On Wed, 2008-06-25 at 12:00 -0400, David Halik wrote:
I just reproduced the environment and the index corrupted immediately across NFS because of the endian issue.
Jun 25 11:53:34 host IMAP(user): : Rebuilding index file /dovecot-index/index/user/.INBOX/dovecot.index: CPU architecture changed Jun 25 11:53:35 host IMAP(user): : Corrupted index cache file /dovecot-index/index/user/.INBOX/dovecot.index.cache: field header points outside file
I'll check later if I can reproduce this.
This was starting from a clean index, first opening pine on the NFS Solaris 9 sparc machine, and then at the same time opening pine on my Fedora 9 i386 workstation.
Why does it matter where you run Pine? Does it directly execute Dovecot on the local machine instead of connecting via TCP?
I'm going to try the idea of splitting the indexes into two different architectures, but I'm worried that this will not be feasible when we try to scale to our 80,000 users.
I'd suggest not running Dovecot on different architectures. Like if you're on a non-x86 make it connect via TCP to a x86 Dovecot server.
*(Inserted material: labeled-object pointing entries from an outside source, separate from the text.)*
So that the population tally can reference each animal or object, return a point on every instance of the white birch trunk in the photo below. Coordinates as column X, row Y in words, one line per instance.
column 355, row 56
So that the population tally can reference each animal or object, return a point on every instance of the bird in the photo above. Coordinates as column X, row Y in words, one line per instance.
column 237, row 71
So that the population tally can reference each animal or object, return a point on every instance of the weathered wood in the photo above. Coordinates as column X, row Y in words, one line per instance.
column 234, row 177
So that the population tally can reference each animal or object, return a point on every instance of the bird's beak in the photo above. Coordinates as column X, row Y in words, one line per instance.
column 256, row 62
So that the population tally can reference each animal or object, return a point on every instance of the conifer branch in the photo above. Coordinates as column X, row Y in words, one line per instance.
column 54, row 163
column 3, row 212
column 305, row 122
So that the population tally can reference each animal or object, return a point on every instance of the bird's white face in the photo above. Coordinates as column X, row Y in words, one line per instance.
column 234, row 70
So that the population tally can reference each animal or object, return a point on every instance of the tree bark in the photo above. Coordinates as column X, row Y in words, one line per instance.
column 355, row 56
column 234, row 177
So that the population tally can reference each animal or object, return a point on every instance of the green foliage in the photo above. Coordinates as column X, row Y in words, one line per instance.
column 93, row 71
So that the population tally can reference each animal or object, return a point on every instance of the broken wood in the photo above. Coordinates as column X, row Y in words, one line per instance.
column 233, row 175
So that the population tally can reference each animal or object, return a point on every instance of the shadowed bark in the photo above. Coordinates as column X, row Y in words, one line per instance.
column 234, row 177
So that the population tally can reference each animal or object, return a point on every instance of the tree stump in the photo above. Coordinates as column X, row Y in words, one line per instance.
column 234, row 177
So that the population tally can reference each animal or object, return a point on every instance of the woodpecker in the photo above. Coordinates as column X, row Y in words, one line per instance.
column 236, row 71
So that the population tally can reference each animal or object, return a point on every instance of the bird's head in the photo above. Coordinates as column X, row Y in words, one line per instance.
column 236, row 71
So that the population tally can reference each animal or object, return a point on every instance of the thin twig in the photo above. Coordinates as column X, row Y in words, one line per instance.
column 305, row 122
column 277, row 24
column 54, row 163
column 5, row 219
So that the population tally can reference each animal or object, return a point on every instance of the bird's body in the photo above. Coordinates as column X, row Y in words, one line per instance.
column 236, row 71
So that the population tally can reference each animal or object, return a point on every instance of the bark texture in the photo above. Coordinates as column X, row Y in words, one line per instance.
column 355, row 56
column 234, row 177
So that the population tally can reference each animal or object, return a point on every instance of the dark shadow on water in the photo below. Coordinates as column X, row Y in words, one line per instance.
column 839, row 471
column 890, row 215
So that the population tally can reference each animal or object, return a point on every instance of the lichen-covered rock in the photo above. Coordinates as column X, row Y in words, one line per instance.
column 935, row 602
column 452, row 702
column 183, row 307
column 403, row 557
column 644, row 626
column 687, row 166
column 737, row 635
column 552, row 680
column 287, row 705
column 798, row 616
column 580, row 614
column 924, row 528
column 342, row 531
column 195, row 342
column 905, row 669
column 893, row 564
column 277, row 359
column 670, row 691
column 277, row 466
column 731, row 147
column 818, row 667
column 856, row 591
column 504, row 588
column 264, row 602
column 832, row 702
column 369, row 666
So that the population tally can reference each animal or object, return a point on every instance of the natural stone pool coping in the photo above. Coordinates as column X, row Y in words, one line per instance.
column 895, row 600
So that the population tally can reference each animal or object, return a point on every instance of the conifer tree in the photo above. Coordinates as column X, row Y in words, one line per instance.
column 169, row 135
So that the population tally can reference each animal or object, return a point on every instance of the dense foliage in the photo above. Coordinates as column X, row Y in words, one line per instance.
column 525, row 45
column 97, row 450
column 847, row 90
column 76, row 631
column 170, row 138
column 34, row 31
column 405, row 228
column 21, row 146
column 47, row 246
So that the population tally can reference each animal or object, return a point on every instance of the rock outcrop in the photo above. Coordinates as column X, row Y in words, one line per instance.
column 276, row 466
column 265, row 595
By the way, I don't think this is related to the corruption, but we also have tons of these in the logs:
Jun 25 11:52:32 host IMAP(user): : Created dotlock file's timestamp is different than current time (1214409234 vs 1214409152): /dovecot-index/control/user/.INBOX/dovecot-uidlist Jun 25 11:52:32 host IMAP(user): : Created dotlock file's timestamp is different than current time (1214409235 vs 1214409152): /dovecot-index/control/user/.INBOX/dovecot-uidlist
Dovecot really wants that clocks are synchronized between the NFS clients and the server. If the clock difference is more than 1 second, you'll get problems.